The story is the thing
How AI helped me keep the most important part of Passover — when I had nothing left to give.
When lived in SF, a rabbi told me something I have never forgotten. If you do nothing else for Passover, she said, tell the story. Not the four questions. Not the proper seder plate arrangement. Not even the right foods in the right order. The story. Experience it as if you, too, had been a slave in Egypt — and now were free.
My daughter, Noa, is named after that rabbi.
This year, Noa invited a group of people over for the first night of Passover. And I wanted to show up with something that honored the tradition she is named into. The problem: between a startup in beta, an engineering consulting practice, and my husband deep in tenure review, I had approximately the energy of a person who had already crossed a desert.
The most I could manage was picking up a to-go order from Mamaleh's, our local Jewish deli. But where was the story?
So I turned to AI. Not to replace the ritual. Not to outsource the meaning. But to make the meaning possible — to be the production assistant I didn't have, for the creative project I still wanted to do.
What I actually built
I used Gemini to create a complete illustrated version of the story of Exodus in a visual language I developed specifically for the table: bold primary colors, flat geometric cities, silhouetted animals, and big punchy captions written at a reading level that would let every kid at the table participate.
The ten plagues. The parting of the sea. The bitterness of slavery. The sweetness of freedom. All of it, told visually, page by page — designed to be passed around a table and read together, the way the tradition has always meant it to be.
This is not about AI being amazing
I want to be careful here, because it would be easy to write a post about how impressive the technology is. That is not the post I want to write.
What AI enables for me to be present as the parent and person I want to be. And the AI output is shaped by my own thoughts and values.
AI will not make the seder meaningful. The people at the table will. AI made it possible for me to show up as the person I want to be — even when I am running on empty.
That is the distinction I keep coming back to in my work at Hold My Juice: the difference between AI that replaces human presence, and AI that creates space for it.
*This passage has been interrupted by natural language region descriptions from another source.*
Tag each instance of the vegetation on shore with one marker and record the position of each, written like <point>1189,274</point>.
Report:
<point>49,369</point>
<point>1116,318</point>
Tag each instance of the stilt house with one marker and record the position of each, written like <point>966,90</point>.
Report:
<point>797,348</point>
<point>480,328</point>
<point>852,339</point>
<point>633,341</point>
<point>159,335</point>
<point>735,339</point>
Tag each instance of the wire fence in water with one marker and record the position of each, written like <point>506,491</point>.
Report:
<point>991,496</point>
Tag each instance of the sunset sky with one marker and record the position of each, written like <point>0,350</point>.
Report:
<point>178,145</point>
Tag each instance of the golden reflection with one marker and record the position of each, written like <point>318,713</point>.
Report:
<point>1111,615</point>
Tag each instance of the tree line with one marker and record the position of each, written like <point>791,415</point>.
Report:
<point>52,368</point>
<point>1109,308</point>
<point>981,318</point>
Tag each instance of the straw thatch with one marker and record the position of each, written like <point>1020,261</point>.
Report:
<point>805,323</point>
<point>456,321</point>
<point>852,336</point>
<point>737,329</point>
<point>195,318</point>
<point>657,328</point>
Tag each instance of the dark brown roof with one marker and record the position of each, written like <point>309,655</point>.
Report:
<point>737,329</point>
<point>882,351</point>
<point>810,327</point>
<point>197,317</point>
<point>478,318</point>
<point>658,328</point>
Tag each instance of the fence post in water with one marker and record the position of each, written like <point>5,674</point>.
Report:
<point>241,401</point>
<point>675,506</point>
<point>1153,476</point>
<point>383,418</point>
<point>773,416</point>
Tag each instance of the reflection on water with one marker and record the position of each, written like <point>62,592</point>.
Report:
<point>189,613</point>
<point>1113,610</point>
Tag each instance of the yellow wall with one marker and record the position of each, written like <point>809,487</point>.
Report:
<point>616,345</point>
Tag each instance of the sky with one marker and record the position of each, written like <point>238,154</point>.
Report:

What AI can do for family ritual
There is a version of this story where I feel guilty — where using AI to create something for a sacred occasion feels like cheating, or like a shortcut that cheapens the thing. I don't feel that way. And I've been thinking about why.
Family rituals are not preserved by perfection. They're preserved by showing up. The parents who hand-wrote haggadahs in the 1940s were using the best production tools they had. The families who bought Maxwell House haggadahs by the millions were making a practical choice in service of a sacred one. What matters is that someone set the table. Someone lit the candles. Someone said: tonight, we tell the story.
This year, AI will help me be that someone. Not by doing the meaningful part — but by handling the production so I could.
A note to other parents in the thick of it
If you are in a season where your capacity is maxed — where the tenure review and the startup and the school pickups and the consulting work have left very little of you for the things that matter most — I want to say this directly: the tools exist now to help you show up anyway.
Not perfectly. Not the way you imagined. But enough. The story is the thing. And the story can still get told.